In this notebook we will generalize [these notes](http://www.econ2.jhu.edu/people/ccarroll/public/lecturenotes/consumption/Envelope/) about the Envelope Theorem to abstract Bellman stages.

Recall that an abstact Bellman stage is defined as a tuple $S = (\vec{X}, P_\vec{K}, \vec{A}, \Gamma, F, \vec{Y}, T, B)$.

## Defining the value function

The agent will choose the action $\vec{a} \in \vec{A}$ that optimizes their beginning of stage value $v_x$ given an end-of-stage value function $v_y$.

Given the output value function $v_y : \vec{Y} \rightarrow \mathbb{R}$, the action-value function $q$ is defined as:

$$q(\vec{x}, \vec{k}, \vec{a}) = F(\vec{x}, \vec{k}, \vec{a}) + B(\vec{x},\vec{k},\vec{a}) v_y(T(\vec{x}, \vec{k}, \vec{a}))$$

$$v_x(\vec{x}) = \mathbb{E}_{\vec{k} \in \vec{K}}[ \text{max}_{\vec{a}}  q(\vec{x}, \vec{k}, \vec{a}, \vec{k}))]$$

(This corresponds to **Equation 3** in the notes.)

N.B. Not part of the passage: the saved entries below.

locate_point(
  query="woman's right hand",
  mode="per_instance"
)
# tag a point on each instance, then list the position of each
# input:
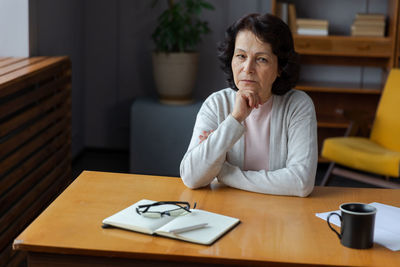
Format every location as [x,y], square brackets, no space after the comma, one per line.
[246,100]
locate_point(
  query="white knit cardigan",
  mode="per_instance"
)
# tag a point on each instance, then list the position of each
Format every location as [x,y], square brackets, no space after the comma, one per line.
[293,152]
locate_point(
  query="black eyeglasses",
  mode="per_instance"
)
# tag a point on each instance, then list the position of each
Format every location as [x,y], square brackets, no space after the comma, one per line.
[164,208]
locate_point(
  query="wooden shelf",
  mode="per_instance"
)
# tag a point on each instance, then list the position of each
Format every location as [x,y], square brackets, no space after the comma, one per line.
[333,99]
[336,45]
[339,87]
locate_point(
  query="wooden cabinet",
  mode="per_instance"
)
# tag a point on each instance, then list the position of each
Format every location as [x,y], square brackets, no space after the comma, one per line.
[333,100]
[35,142]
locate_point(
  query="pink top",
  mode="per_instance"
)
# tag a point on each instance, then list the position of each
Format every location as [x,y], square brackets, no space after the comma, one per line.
[256,152]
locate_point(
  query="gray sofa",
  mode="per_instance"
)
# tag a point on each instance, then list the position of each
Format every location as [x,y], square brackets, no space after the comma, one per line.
[159,136]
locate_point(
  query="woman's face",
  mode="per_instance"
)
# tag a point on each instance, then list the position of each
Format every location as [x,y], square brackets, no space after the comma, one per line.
[254,66]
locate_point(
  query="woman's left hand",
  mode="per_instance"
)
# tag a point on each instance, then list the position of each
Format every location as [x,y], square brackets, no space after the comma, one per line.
[205,135]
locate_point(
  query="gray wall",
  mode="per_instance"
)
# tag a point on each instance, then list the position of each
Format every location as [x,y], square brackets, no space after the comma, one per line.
[110,48]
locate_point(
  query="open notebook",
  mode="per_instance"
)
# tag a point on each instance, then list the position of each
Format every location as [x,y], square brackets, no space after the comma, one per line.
[217,224]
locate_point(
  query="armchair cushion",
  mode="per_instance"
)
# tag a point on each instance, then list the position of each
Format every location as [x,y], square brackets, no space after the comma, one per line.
[362,154]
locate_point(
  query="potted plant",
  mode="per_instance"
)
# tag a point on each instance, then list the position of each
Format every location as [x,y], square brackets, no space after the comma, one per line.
[176,37]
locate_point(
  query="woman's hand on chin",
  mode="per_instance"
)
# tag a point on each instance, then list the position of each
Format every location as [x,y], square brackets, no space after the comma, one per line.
[246,100]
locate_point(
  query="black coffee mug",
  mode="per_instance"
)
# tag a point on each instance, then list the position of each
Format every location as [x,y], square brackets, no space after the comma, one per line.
[357,225]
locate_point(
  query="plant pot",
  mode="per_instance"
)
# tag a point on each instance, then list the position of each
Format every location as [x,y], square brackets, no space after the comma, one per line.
[175,76]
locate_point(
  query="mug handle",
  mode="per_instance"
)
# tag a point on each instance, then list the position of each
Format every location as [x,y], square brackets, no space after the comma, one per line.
[330,226]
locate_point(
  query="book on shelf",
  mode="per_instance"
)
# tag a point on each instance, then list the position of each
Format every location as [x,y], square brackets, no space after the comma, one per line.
[370,16]
[287,13]
[312,27]
[312,22]
[198,226]
[282,11]
[365,24]
[316,32]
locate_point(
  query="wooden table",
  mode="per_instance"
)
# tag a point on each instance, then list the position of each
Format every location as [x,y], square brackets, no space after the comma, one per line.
[274,230]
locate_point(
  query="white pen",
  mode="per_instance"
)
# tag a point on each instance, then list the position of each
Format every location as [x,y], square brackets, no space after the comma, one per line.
[188,228]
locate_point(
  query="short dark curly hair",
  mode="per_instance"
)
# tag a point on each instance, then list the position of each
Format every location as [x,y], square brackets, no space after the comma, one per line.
[270,29]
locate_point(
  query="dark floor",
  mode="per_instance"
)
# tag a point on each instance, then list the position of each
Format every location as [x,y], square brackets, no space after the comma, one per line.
[118,161]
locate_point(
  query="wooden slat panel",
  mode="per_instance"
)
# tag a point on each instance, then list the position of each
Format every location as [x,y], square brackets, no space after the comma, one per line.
[33,211]
[32,74]
[42,107]
[34,144]
[20,65]
[18,217]
[18,191]
[32,162]
[31,97]
[41,124]
[9,60]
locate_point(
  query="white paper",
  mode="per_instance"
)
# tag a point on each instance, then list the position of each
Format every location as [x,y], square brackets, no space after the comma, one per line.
[387,226]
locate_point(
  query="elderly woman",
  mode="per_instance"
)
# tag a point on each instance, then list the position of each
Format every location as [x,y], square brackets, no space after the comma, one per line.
[260,134]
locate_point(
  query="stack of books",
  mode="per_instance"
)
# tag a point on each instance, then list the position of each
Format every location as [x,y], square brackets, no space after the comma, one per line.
[369,25]
[312,27]
[287,12]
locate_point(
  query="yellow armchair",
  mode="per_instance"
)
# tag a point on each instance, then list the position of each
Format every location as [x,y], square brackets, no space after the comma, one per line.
[380,153]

The optimal policy $\pi: \vec{X} \times \vec{K} \rightarrow \vec{A}$ is:

$$\pi^*(\vec{x}, \vec{k}) = \underset{\vec{a} \in \Gamma(\vec{x}, \vec{k})}{\mathrm{argmax}} q(\vec{x}, \vec{k}, \vec{a})$$

With the optimal policy $\pi^*$ in hand, it is possible to compute the input value function $v_x: \vec{X} \rightarrow \mathbb{R}$. 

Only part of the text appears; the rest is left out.